Напомним, что разные исследователи выделяли различные «неразложимые частицы» внутри древнейших – мифологических либо сказочных – сюжетов; А. Н. Веселовский называл их мотивами (мы также придерживаемся данного термина), К. Леви-Стросс – мифемами[41] и т. д. Обнаружить подобные «локальные» частицы архетипического сюжета в политической коммуникации (особенно в неформальном ее сегменте), на наш взгляд, проще, чем развернутый и законченный сюжет. Так, например, отзвуки понятного всем мотива «самопожертвование во имя идеала» обнаруживаются в различных протестных акциях, нередко с трагическим исходом. Вспомним хотя бы самосожжение в центре Праги молодого чеха, причиной которого он назвал в прощальном письме личный протест против зла («Так называемая демократия, за которую мы боролись, не является демократией в прямом смысле этого слова. Это власть чиновников, денег и сильных мира сего, которым плевать на обычных людей»)[42]. Еще более «свежий» пример – самосожжение японца в Токио, объявившего перед смертью, что он не хочет жить, так как не согласен с политикой правительства премьер-министра Синдзо Абэ, желающего вовлечь страну в военные конфликты…[43]

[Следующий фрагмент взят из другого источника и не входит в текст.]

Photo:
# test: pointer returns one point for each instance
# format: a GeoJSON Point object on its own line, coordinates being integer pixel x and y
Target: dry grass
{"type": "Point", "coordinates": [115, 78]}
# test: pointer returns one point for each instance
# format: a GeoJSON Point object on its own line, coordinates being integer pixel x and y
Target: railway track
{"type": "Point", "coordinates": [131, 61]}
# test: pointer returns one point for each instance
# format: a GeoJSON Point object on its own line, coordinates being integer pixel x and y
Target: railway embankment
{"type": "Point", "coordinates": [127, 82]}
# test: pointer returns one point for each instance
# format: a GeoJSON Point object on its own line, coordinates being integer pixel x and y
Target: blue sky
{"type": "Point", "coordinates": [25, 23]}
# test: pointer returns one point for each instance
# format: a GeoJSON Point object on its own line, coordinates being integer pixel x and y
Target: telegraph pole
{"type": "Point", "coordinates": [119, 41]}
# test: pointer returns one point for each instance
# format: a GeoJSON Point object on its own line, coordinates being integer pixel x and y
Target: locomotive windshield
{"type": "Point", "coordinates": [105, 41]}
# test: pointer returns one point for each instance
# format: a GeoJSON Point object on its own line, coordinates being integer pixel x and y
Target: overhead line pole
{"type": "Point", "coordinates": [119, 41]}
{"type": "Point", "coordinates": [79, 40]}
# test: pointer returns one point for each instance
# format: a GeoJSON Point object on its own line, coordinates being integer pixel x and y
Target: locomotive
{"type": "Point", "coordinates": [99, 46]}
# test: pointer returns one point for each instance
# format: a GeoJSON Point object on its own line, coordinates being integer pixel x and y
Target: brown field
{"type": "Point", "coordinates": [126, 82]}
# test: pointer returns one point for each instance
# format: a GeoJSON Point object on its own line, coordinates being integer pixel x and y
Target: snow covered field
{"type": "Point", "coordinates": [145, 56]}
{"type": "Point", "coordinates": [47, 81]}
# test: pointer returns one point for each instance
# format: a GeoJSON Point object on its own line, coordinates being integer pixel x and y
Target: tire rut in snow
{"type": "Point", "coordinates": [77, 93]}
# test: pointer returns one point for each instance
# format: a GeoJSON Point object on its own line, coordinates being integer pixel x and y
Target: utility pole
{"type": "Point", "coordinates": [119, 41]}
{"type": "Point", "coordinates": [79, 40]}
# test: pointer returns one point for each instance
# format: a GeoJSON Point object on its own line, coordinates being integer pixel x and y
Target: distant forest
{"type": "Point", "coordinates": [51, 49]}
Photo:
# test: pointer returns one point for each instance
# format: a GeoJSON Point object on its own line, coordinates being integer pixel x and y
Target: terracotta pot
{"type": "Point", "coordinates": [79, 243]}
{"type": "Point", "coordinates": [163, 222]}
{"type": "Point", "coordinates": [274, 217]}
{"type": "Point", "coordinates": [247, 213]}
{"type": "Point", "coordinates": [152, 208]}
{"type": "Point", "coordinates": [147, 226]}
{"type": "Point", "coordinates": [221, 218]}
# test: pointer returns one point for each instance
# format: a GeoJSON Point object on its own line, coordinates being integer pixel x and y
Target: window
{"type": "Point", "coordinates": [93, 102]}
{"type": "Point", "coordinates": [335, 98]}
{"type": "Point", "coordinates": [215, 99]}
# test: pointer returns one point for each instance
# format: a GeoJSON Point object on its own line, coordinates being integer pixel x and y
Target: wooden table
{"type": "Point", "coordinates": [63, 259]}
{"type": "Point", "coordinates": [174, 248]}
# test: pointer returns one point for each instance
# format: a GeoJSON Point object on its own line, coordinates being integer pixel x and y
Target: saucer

Разумеется, не всегда политический перформанс, транслирующий подобный «вечный сюжет», заканчивается трагически; вариантов его драматургического развития множество. Приведем в пример антиэстетическую, но наделавшую много «информационного шума» акцию петербургского художника П. Павленского, приколотившего себя осенью 2013 года к брусчатке на Красной площади. Обсуждающие эту акцию в различных СМИ культурологи, искусствоведы, художники, журналисты, писатели[44] по-разному оценивали значимость ее как арт-действа, как события современного искусства, но практически все восприняли ее как проявление протеста, распознали «политический посыл» месседжа. А это означает, что мотив «самопожертвования во имя идеала» является общим для людей с разными идеологическими установками, разным образованием и идентичностью и понятен аудитории без слов, независимо от того, одобряется ли ими с политической точки зрения то или иное конкретное событие.
Значительно меньше «вечных» сюжетов, чем в названном выше перечне, выделял знаменитый аргентинский писатель Х. Л. Борхес. В своей короткой новелле «Четыре цикла» он утверждает: «Историй всего четыре. И сколько бы времени нам ни оставалось, мы будем пересказывать их – в том или ином виде»[45]. В отличие от крайне «локальных» сюжетных конструкций, объединенных в список Польти, истории Борхеса, напротив, глобальны; их можно назвать гиперсюжетами, «втягивающими» в свое пространство не только конкретную короткую фабулу, но и множество вариативных фабульных ответвлений, ассоциативных связей, дополнительных структурных элементов. Самой старой среди своих четырех историй Борхес называет историю об укрепленном городе (Троя), «который штурмуют и обороняют герои. Защитники знают, что город обречен мечу и огню, а сопротивление бесполезно»[46], но, тем не менее, будут стоять до конца. Среди других сюжетов – истории о возвращении (Улисс-Одиссей), о поисках сокровищ (Ясон) и о самоубийстве (самопожертвовании) бога.